Ночью приснился Орману сон: маленький человечек, рябой, в оспинку, по имени Сталин, закрыв глаза, тоненьким голоском пел «То не ветер ветку клонит… То мое сердечко стонет». Слезы катились из его глаз. И не было на свете человека, которого надо было бы более пожалеть. Брал бинокль. Куда-то ехал, окруженный трясущейся охраной. Притаившись в скрытой комнате, о которой никто не знал, но все боялись догадываться, следил в специально пробитое окошко через бинокль за тварями, ползающими и шевелящимися, и имена у них какие-то странно знакомые – Зиновьев, Каменев. Роскошный страх витал над Третьим Римом. Страх судей – и они лютуют. Но тут внезапно означился миг мирового молчания – Глас Божий с Синая. Не черное солнце мертвых, увиденное Мандельштамом, а черное солнце живых возникло с молнией и громами над высотами Синая, солнце высшего взлета Духа.

Кто-то тронул Ормана за плечо. Обернулся. Друшнер, стоя на канате прочнее, чем Орман на твердой почве, приветствовал его, подняв руку, словно именно он, Друшнер и сотворил все это светопреставление.

Сон был настолько отчетлив и подробен в деталях, что Орман долго еще не мог прийти в себя, и по безумному порыву, ставшему уже привычкой, вскочил с постели и стал прислушиваться к дыханию жены, сына и совсем крохотной, два года назад родившейся, дочки.

Спустя несколько дней, в ранний утренний час, раздался стук в дверь. Орман быстро припрятал книжицу Солженицына, которую читал, и открыл дверь. Незнакомая девушка сказала негромким приветливым голосом:

– Просили вернуть книжечки.

– Вы кто? Как вас зовут? – оторопел Орман.

– Меня зовут Лена.

Как-то не отдавая даже отчета своим действиям, Орман вынес книжицы девушке, закрыл дверь и стал терзать себя, правильно ли сделал, отдав незнакомке, может, вообще подосланной, запрещенные книги.

Мерещился обыск. На всякий случай перебрал все бумаги и самые на его взгляд опасные сжег в нагревательной колонке, все время испытывая омерзение к самому себе.

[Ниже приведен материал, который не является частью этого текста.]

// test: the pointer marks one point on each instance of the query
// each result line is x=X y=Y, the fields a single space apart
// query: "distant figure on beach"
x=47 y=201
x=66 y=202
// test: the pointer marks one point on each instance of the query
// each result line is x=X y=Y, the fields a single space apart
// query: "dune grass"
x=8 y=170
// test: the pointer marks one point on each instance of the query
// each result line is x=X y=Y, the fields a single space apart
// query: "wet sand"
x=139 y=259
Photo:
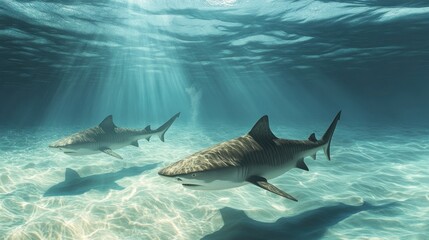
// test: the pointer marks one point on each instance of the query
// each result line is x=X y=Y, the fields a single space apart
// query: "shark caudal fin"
x=327 y=137
x=161 y=130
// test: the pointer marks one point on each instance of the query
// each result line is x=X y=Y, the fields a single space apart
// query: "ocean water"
x=66 y=65
x=375 y=187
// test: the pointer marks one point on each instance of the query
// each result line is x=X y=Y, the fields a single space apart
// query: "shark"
x=74 y=184
x=106 y=137
x=250 y=159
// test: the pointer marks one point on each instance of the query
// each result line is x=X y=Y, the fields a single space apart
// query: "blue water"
x=65 y=66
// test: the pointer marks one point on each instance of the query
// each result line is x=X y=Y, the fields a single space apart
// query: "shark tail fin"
x=327 y=137
x=161 y=130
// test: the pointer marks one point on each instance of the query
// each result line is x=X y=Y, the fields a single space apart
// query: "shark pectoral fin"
x=301 y=164
x=107 y=187
x=135 y=143
x=262 y=183
x=110 y=152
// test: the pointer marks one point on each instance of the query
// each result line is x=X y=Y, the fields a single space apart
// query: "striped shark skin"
x=253 y=158
x=106 y=137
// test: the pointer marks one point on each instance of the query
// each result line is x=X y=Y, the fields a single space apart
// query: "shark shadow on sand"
x=312 y=224
x=76 y=185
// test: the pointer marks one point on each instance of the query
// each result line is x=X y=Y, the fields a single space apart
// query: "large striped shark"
x=107 y=136
x=252 y=158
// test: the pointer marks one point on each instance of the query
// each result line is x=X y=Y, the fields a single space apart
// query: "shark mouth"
x=190 y=185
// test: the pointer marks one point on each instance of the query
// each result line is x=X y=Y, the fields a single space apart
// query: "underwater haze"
x=223 y=64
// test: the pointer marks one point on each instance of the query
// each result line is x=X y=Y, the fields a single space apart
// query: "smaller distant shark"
x=107 y=136
x=76 y=185
x=252 y=158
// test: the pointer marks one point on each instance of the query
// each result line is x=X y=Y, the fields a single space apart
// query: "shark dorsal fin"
x=261 y=130
x=312 y=137
x=71 y=175
x=107 y=124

В редакции узнал у секретарши адрес Друшнера. Поднимался по лестнице, оглядываясь по сторонам. Постучал в дверь. Долго не открывали. Выглянула женщина, вероятно, жена Друшнера. И тут Орман увидел его как бы вдалеке, прижавшегося к стене, идущей внутрь от входа, в окружении словно бы защищающих его детишек.

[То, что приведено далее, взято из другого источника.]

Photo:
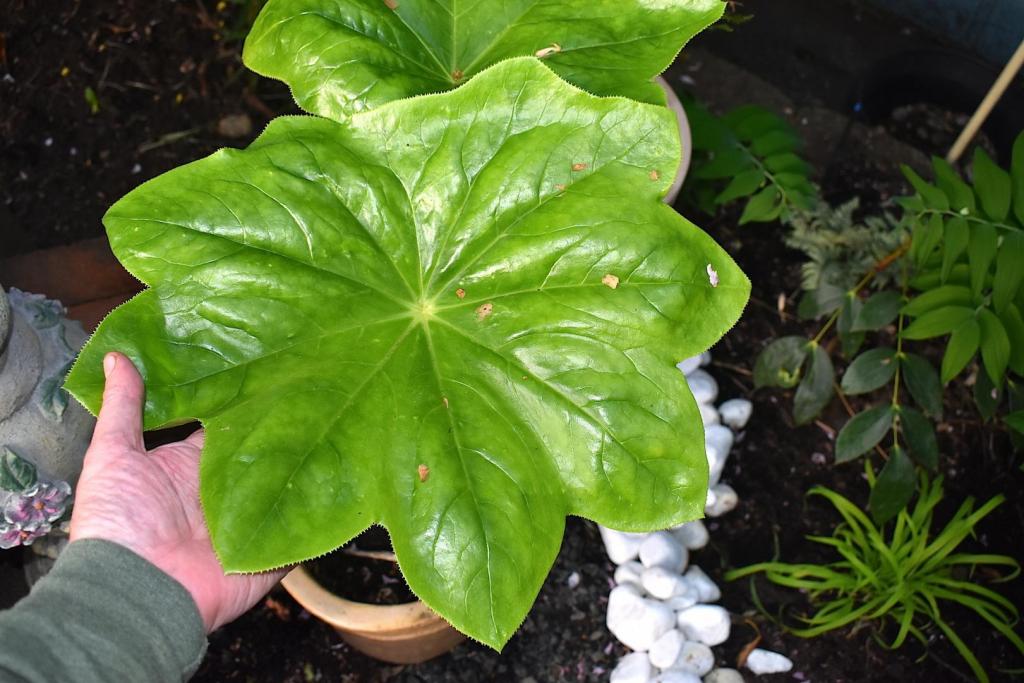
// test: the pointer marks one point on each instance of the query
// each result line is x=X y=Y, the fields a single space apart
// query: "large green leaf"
x=456 y=315
x=343 y=56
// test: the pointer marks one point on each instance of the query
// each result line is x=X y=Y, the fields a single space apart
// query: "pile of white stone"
x=662 y=606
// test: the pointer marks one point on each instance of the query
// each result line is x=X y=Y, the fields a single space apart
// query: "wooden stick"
x=1000 y=85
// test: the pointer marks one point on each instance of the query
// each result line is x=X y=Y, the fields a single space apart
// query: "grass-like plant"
x=902 y=573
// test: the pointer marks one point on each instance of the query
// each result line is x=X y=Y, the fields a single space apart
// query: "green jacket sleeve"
x=102 y=614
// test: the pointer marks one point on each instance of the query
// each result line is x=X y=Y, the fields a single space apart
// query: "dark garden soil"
x=168 y=87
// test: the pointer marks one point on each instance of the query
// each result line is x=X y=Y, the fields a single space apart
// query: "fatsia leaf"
x=343 y=56
x=456 y=315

– Да? – только и сказал Орман. Друшнер закрыл глаза в знак согласия.

Грянула война Судного дня.

Опять возник Вася и вручил пачку французских газет, ибо требовалась самая свежая информация. Орман переводил ночи напролет. Тревога, выгрызавшая его душу совпадала с корыстными целями костоправов знать правду. Для Ормана это было особенно важно, ибо передачи всех западных радиостанций даже не на русском стали забивать с особой яростью и бесстыдством.

А тут корреспонденты газеты «Франс-Суар» писали репортажи по горячим следам войны. Особенно скребли сердце сообщения о репатриации большого числа евреев из СССР в разгар боев, рвущихся на передовую.

Утром, проработавший всю ночь, Орман осторожно прикоснулся к руке спящей жены. Вскочила со сна в испуге:

– Что случилось? Ты что, решил бороду отпустить?

– Бороду не бороду, а ехать надо. Начинаем готовиться. Сегодня же пойду к ребятам в синагогу заказывать вызов.

– Ну, ты, надеюсь, побреешься.

– Далась тебе эта борода.

Кончилось вальяжно-ленивое прожигание времени.

В течение считанных часов Орман встретил Васю, отдал переводы, не обмолвившись даже словом, и тут же пошел в синагогу, где в любое время толклись молодые люди, молча пожавшие Орману руку, узнав о его решении. Они настолько были этому рады, что готовы были передать все накопившиеся у него рукописи и вообще бумаги за кордон, они намекнули, что пакет, отданный им в Москве, благополучно дошел до адресата. И вправду следовало напевать «Мой адрес не дом и не улица, мой адрес Советский Союз», про себя меняя адрес на Израиль.

Орман радовался, что нет хода назад: ядро его духовной сущности уже было – там, здесь была лишь физическая оболочка, с каждым днем все более отторгавшаяся от окружающей среды. Он говорил, смеялся, рассказывал анекдоты, но даже близкие друзья виделись как бы за туманной завесой.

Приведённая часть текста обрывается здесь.